Successful software is the right software, not the fastest developed software.

Design the Problem Before You Design the Solution

In my role as a software engineer I am constantly presented with problems and as engineers we try to come up with a solution immediately. It’s almost like a reflex. In these situations, a lot of times we take the problem for granted and accept the context, constraints of the problem. However, over the past couple of years I have really learned to value designing the problem first. Sometimes this means dismissing the obvious and exploring the consequences, as Russell Ackoff would describe it.

Below are the two most common ways I am approached by others in engineering the tools that will eventually be used by people to accomplish their work.

When approached by project managers for example, sometimes the conversation will start with a problem the customer is having and it will be up to me how to solve it. For example, “The customer is saying they need a way to search for these specific types of incidents in their system.” The solution could be adding a search field to an existing screen or adding a new screen dedicated entirely to this scenario. This is approaching the problem from a literal view and starting my process of engineering a solution in a very direct response type of way. In the business of delivering custom line-of-business applications there is usually very little work done by a designer, so it is more Customer > Project Manager > Engineer. Sometimes there is more value in taking a step back and not jumping straight in to coming up with solutions, even if your role as an engineer is to eventually implement a solution.
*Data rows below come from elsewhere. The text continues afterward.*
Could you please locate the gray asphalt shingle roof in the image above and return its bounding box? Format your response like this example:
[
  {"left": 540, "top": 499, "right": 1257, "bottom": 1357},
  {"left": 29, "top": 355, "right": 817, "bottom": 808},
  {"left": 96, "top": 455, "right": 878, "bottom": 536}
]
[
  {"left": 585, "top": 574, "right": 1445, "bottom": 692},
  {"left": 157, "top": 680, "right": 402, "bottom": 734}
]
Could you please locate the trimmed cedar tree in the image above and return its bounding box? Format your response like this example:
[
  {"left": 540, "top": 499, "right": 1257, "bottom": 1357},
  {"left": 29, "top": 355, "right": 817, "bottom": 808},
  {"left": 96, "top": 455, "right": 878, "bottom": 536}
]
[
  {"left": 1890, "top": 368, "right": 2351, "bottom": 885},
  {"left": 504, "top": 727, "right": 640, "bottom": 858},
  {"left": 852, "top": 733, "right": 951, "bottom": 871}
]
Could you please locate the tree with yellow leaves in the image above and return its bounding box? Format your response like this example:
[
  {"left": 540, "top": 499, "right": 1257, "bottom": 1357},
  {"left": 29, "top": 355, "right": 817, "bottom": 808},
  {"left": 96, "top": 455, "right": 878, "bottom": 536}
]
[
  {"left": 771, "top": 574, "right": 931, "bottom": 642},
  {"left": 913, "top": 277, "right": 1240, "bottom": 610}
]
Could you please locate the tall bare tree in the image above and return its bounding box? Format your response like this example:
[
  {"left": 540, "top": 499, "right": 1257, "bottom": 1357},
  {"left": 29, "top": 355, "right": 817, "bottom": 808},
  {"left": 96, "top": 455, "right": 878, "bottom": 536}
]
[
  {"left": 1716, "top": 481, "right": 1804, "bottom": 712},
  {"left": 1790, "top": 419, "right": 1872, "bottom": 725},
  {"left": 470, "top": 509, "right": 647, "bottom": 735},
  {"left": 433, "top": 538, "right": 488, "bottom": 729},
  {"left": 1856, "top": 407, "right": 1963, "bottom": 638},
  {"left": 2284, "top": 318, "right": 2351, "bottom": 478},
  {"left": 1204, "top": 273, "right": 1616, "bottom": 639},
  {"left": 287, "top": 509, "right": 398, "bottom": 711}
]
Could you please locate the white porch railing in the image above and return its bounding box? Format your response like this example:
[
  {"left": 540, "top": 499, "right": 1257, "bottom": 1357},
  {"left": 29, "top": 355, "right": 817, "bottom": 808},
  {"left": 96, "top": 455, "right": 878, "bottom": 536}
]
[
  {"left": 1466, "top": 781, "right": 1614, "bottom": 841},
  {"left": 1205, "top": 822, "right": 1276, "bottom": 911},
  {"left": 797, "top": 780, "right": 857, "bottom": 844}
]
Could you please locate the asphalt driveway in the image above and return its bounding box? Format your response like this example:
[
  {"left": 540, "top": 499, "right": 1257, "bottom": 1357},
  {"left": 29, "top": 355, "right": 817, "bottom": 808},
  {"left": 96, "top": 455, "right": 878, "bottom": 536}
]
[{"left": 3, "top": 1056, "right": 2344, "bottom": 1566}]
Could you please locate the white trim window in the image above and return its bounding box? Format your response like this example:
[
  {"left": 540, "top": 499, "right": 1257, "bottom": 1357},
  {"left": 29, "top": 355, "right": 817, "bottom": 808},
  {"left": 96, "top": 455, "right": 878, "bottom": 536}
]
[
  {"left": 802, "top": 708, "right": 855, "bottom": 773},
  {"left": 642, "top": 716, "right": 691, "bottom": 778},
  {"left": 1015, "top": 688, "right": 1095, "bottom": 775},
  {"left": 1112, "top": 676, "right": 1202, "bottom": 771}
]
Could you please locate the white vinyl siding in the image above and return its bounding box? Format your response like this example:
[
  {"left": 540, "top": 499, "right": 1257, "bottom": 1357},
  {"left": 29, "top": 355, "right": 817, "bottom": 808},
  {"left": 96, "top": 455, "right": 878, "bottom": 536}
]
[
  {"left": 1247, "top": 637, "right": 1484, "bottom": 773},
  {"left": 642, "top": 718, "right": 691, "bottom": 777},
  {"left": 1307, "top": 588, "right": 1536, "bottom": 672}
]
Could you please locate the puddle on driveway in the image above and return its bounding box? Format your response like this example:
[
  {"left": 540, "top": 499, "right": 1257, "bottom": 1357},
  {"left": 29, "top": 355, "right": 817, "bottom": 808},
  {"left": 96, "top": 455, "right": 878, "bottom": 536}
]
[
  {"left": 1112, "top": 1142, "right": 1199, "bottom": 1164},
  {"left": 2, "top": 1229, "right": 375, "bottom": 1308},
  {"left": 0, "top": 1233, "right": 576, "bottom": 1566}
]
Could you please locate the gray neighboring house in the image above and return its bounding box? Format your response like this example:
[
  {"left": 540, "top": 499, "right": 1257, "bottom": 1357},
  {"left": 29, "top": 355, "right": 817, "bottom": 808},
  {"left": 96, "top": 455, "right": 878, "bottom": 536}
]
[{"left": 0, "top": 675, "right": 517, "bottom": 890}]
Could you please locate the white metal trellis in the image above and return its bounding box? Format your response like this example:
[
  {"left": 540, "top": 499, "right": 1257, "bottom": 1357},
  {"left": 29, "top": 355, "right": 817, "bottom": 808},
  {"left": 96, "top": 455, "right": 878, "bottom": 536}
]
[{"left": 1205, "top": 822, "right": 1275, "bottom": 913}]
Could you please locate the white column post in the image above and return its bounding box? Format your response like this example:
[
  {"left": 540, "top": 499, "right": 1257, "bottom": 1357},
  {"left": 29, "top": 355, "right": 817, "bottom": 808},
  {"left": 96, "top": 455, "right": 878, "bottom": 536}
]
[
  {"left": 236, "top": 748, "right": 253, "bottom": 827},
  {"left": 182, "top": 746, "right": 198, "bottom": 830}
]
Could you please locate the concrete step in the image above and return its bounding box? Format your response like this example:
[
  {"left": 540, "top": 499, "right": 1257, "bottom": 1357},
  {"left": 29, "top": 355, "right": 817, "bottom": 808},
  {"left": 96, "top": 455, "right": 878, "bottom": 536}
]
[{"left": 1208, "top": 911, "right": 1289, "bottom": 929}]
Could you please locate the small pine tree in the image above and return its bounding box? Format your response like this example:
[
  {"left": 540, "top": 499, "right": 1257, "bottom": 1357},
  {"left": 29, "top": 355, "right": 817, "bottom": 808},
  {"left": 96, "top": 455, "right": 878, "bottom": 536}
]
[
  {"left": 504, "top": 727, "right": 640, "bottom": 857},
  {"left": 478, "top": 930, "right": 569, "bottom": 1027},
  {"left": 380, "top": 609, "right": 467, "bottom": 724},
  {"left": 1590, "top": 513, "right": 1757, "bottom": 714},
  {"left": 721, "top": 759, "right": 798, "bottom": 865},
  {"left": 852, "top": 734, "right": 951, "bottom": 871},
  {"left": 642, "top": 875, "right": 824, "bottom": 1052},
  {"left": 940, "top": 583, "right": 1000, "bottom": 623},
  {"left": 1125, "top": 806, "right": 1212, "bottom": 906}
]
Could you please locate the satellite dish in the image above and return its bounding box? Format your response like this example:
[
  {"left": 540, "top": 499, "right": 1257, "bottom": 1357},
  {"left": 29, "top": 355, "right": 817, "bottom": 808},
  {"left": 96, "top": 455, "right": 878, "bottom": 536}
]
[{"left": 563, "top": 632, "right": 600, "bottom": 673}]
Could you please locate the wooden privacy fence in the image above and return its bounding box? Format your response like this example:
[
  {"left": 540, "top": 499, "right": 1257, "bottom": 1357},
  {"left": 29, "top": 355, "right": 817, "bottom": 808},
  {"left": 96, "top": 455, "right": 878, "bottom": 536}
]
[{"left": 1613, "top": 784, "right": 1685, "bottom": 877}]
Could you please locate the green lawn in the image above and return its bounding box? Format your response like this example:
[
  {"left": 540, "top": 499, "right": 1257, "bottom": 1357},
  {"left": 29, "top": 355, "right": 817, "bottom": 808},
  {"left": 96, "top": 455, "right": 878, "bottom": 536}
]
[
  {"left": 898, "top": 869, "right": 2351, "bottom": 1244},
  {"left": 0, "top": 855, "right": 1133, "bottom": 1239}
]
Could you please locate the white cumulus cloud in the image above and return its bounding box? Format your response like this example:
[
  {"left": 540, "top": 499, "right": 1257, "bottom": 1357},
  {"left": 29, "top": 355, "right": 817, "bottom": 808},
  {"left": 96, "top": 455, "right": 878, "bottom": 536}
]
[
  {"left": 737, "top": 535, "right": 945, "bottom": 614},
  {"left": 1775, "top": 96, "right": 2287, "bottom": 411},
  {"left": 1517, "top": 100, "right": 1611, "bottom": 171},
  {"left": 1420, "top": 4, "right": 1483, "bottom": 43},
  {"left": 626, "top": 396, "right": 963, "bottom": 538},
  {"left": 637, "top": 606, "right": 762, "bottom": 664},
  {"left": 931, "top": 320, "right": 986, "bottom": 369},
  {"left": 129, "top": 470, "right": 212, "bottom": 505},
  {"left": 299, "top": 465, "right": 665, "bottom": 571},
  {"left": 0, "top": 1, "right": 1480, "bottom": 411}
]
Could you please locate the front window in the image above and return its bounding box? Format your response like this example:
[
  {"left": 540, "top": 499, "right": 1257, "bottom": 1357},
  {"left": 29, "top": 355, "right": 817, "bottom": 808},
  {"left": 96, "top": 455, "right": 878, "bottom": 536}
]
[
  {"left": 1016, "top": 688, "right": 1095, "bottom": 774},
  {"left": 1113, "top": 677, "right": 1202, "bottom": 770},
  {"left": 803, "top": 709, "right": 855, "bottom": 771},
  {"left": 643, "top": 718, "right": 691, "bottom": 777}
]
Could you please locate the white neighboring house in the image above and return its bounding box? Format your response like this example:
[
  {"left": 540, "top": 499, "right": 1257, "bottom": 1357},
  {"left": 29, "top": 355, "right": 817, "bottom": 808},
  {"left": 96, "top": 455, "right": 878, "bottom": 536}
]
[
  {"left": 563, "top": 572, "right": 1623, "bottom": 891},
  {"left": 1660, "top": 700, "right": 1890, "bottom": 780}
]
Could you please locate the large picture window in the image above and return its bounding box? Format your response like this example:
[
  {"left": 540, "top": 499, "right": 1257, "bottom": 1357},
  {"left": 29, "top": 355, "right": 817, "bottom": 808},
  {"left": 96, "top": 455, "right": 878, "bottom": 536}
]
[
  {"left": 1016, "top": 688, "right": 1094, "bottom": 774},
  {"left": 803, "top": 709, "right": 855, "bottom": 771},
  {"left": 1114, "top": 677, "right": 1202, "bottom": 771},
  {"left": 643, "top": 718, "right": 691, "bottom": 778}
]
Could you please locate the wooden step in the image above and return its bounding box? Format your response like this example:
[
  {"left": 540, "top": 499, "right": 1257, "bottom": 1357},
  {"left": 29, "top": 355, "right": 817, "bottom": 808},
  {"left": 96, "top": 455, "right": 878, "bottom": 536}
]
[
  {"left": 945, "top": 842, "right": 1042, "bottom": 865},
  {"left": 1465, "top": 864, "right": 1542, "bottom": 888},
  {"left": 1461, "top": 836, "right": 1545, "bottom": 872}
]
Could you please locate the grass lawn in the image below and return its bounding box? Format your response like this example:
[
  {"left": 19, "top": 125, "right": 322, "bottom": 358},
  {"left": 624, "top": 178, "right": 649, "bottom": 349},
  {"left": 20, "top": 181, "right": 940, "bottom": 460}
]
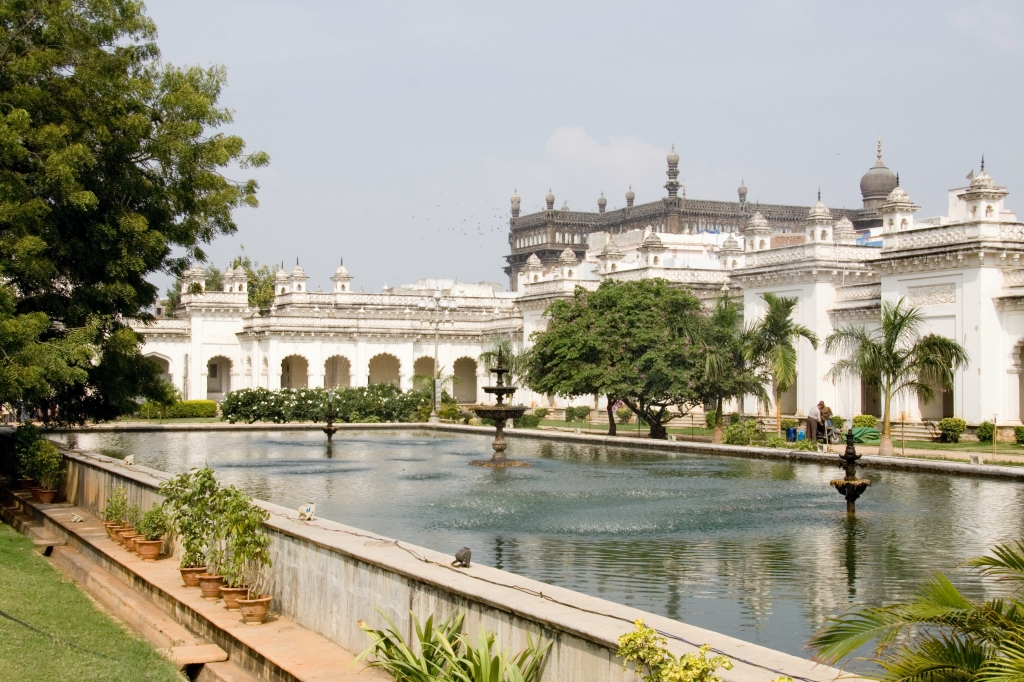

Sometimes the problem is described and the other person prescribes a solution. For example, the project manager will describe a customer problem of needing to track addresses within our system. Then it might be described that the software needs to have a web page added that allows users to type in an address, Line 1, Line 2, City, State and so on. Presumably, this means the person prescribing the solution has already taken the time to analyze everything and synthesize what would be most useful. Sometimes this is legitimate, if this work has actually been done. The software engineer does not have to be the role that designs the problem and solution. In the most literal sense, the software engineer is responsible for implementing the solution.

If you find yourself as an engineer either accepting problems as-is or accepting problems and their prescribed solutions, even if another role like a project manager is going through the work of crafting the problem and solution, then I challenge you to question the other role and test if they really have designed the problem and solution. In a lot of cases, the decision to go with a specific problem/solution pair is based on time, effort and other tradeoffs. These are different for each person.

Delivering the right software is not always the result of matching a solution to every problem. Sometimes, changing the problem is the key to delivering the right software.